Hackers have hit a third-party communications system used by at least four U.S. natural gas pipeline companies, a new report said. So far, the cyber attacks, which occurred in the past few days, have not compromised operations at any of the facilities. At this point, there’s no word about who or what’s behind the service disruption.
On Monday, the communications systems of Energy Transfer Partners, Boardwalk Pipeline Partners and Chesapeake Utilities’ Eastern Shore Natural Gas broke down, Bloomberg reported. The following day, Oneok, a natural gas pipeline operator in Texas and the Rocky Mountain region, took its system offline as a precaution following a March 29 outage. The U.S. Department of Homeland Security (DHS) is reportedly investigating the exploits.
Energy Transfer Partners was the first outfit to report problems with its electronic data interchange (EDI) system, a technology used by businesses to exchange procurement materials such as purchase orders and invoices, and to encrypt transactions. The cyber attack was apparently aimed at Energy Services Group’s Latitude Technologies wing, which provides EDI to roughly 100 natural gas pipelines among other entities, Bloomberg said.
“We do not believe any customer data was compromised,” Latitude said in a posted message.

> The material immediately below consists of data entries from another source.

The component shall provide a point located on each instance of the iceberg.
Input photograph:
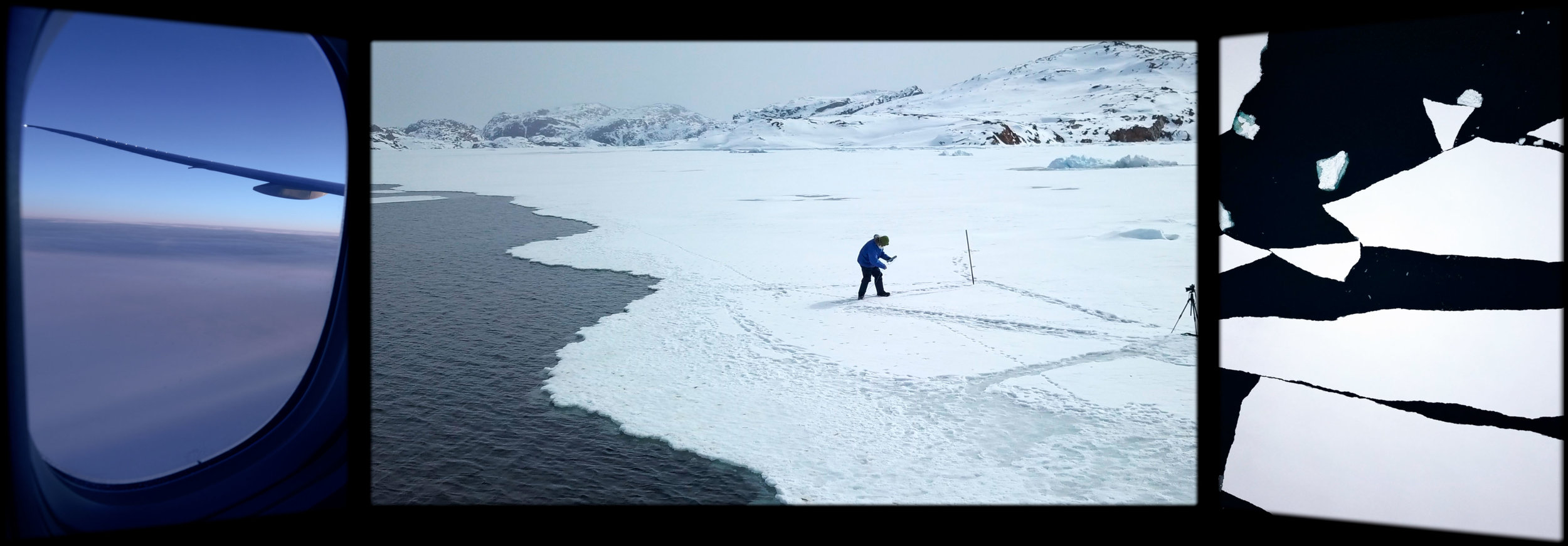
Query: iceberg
(1330, 170)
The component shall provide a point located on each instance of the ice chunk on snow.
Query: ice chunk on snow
(405, 198)
(1553, 132)
(1470, 98)
(1246, 124)
(1145, 233)
(1306, 453)
(1076, 162)
(1327, 261)
(1478, 200)
(1330, 170)
(1241, 70)
(1234, 253)
(1506, 361)
(1446, 120)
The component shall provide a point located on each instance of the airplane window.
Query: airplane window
(171, 311)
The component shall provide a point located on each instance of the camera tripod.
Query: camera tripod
(1192, 295)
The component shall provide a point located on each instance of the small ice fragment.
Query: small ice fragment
(1550, 132)
(1471, 98)
(1246, 124)
(1330, 170)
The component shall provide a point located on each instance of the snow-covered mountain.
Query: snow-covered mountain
(425, 134)
(596, 124)
(1099, 93)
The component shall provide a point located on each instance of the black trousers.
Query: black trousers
(866, 276)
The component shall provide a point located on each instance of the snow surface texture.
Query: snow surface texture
(1330, 170)
(1391, 466)
(406, 198)
(1478, 200)
(1551, 132)
(1081, 162)
(1470, 98)
(1234, 253)
(1239, 73)
(755, 350)
(1446, 120)
(1325, 261)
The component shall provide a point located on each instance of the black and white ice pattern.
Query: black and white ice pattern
(1391, 283)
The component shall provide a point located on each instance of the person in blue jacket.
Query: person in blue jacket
(871, 267)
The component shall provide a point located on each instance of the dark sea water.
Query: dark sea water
(462, 335)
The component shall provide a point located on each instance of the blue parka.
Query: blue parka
(871, 253)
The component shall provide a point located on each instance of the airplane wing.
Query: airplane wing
(278, 186)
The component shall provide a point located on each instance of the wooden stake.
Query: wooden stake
(971, 260)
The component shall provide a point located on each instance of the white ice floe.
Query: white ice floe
(1325, 261)
(1478, 200)
(1234, 253)
(1446, 120)
(405, 198)
(1550, 132)
(1506, 361)
(1123, 382)
(1306, 453)
(1330, 170)
(1470, 98)
(755, 349)
(1241, 70)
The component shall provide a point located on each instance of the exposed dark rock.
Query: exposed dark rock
(1005, 137)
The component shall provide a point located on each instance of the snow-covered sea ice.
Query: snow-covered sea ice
(1052, 379)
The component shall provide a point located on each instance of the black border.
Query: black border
(1014, 23)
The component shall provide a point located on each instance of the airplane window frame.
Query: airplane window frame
(294, 463)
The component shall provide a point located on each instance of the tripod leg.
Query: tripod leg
(1183, 311)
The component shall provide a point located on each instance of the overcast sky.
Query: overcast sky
(471, 82)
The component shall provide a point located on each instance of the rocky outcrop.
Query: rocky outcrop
(817, 107)
(446, 130)
(1139, 134)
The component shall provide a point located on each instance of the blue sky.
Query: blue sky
(250, 98)
(472, 80)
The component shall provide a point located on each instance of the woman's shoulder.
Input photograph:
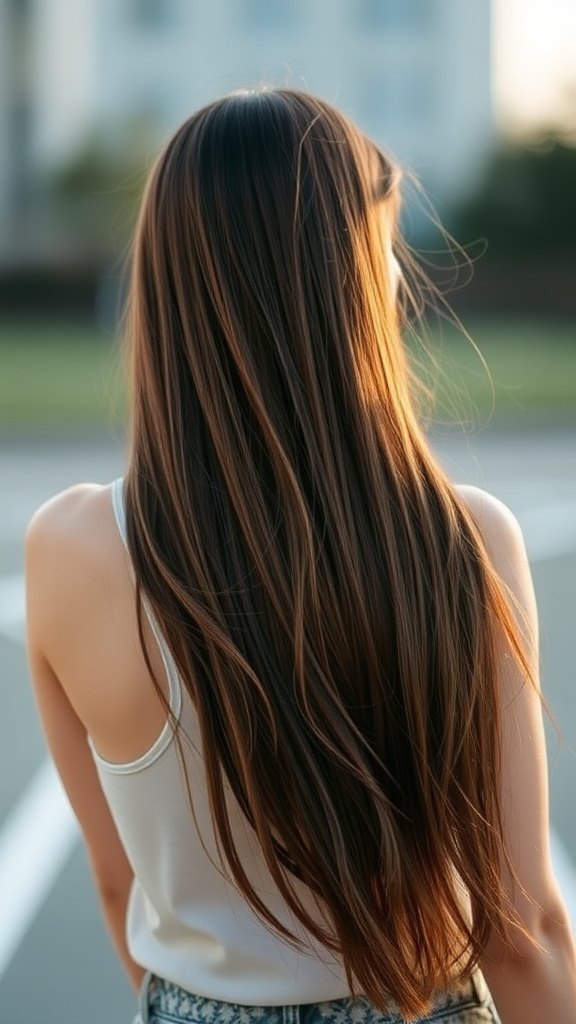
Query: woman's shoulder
(504, 545)
(72, 555)
(497, 523)
(75, 516)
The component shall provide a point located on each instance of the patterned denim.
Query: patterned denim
(163, 1003)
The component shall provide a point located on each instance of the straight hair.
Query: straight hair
(323, 589)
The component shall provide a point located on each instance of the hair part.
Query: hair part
(323, 590)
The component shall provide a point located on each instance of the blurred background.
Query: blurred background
(479, 100)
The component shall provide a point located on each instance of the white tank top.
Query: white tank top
(187, 921)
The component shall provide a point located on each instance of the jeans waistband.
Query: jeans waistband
(162, 1000)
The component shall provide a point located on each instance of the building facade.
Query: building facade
(415, 74)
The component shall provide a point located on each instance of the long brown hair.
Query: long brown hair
(322, 588)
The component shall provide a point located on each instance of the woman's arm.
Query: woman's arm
(48, 556)
(532, 982)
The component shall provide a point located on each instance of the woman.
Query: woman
(287, 670)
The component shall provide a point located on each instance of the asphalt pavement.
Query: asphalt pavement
(56, 966)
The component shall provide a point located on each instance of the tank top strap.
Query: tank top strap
(174, 688)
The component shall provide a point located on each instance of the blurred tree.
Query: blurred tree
(92, 201)
(527, 205)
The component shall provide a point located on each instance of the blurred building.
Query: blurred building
(114, 74)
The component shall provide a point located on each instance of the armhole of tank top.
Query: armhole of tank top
(174, 688)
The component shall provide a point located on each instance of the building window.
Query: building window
(150, 13)
(270, 14)
(394, 14)
(388, 101)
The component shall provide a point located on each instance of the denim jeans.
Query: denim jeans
(163, 1003)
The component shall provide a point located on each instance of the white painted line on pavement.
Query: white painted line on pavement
(38, 835)
(35, 843)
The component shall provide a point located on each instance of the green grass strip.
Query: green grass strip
(70, 376)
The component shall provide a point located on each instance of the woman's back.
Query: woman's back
(352, 671)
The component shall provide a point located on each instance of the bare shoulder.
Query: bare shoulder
(73, 517)
(504, 545)
(499, 528)
(72, 553)
(495, 520)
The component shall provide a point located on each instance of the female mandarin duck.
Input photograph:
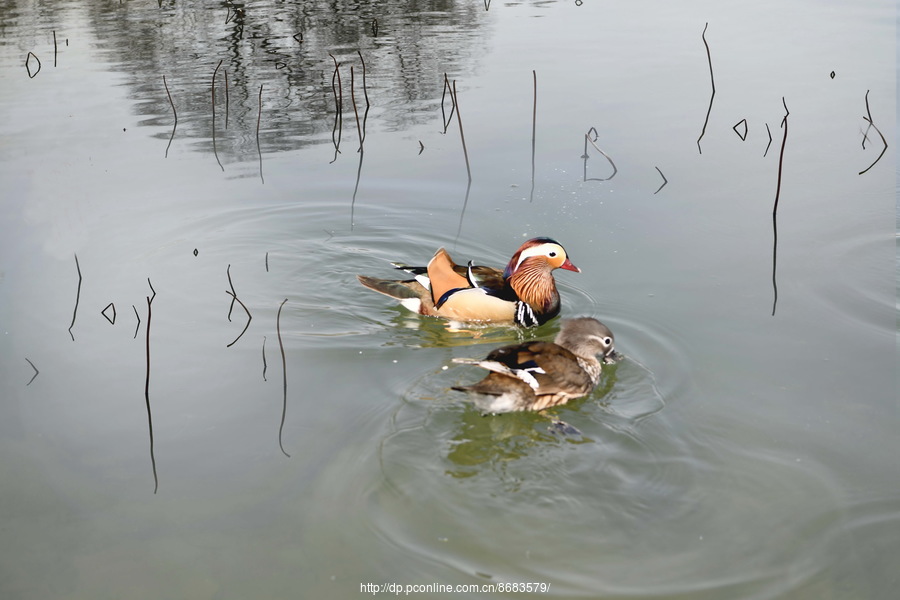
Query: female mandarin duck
(524, 293)
(537, 375)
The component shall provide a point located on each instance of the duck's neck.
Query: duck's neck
(534, 285)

Latitude provides EDI communication services to Energy Transfer and Eastern Shore. It restored its own system on Monday and Energy Transfer’s set up was operational as of Monday night, Bloomberg reported.

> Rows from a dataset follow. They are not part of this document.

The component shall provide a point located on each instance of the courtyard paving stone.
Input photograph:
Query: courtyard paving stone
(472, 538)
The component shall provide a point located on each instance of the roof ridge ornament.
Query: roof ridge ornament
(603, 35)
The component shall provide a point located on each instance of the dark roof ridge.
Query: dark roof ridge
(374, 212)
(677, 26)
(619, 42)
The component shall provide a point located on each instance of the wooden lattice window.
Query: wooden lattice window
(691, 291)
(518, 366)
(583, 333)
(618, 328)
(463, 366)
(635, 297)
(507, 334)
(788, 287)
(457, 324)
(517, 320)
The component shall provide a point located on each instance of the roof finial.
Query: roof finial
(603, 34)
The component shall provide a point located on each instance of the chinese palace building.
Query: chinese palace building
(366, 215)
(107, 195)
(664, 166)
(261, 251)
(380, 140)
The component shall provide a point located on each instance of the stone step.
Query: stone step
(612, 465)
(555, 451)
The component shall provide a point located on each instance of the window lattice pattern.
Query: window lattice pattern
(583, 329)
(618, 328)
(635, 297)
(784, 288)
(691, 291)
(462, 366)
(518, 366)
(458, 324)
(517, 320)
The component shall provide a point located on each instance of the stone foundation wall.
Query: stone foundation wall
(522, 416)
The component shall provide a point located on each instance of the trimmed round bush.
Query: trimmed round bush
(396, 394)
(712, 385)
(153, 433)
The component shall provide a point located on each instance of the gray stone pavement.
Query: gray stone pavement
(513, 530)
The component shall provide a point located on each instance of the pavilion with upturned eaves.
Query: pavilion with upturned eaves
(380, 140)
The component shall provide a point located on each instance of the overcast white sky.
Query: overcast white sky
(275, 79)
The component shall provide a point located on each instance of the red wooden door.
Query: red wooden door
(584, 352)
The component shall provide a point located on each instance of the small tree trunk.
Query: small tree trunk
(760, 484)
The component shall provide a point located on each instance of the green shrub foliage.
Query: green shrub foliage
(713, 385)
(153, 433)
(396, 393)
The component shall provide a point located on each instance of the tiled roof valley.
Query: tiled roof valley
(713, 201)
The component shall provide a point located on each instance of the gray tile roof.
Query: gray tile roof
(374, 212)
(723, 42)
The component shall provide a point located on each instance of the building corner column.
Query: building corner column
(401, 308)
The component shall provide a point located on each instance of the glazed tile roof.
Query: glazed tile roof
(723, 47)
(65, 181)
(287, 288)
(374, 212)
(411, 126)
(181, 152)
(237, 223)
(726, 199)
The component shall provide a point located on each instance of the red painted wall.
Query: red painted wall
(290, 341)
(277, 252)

The incidents are reminiscent of word last month that Russian cyber attackers had gained access to U.S. critical infrastructure and could have shut down or crippled nuclear power plants and systems controlling water, electricity, aviation and commercial manufacturing. Similar to the new pipeline attackers, in those instances the bad actors targeted trusted third-party suppliers with less secure networks that ultimately served as pivot points and malware depots to target the intended victims.
In this case, it’s thought that the hackers may have hit Latitude’s EDI system to test a way in the door to the natural gas pipeline operators’ networks. Rae McQuade, president of the North American Energy Standards Board, told Bloomberg that although the shutdowns didn’t compromise operations the hack did make companies work around the addled communications systems.
Bryan Singer, director of Security Services at IOActive, told SecurityWeek that “hackers can cause some intermediate problems at first, but if they have access long enough, there’s a possibility that airports could go down and gas stations could run out of gas. If they’re able to maintain an attack for a couple days, there can be very large downstream impact.”
Six years ago, a cyber emergency response division of DHS said it had identified a number of cyber attacks targeting natural gas pipeline companies.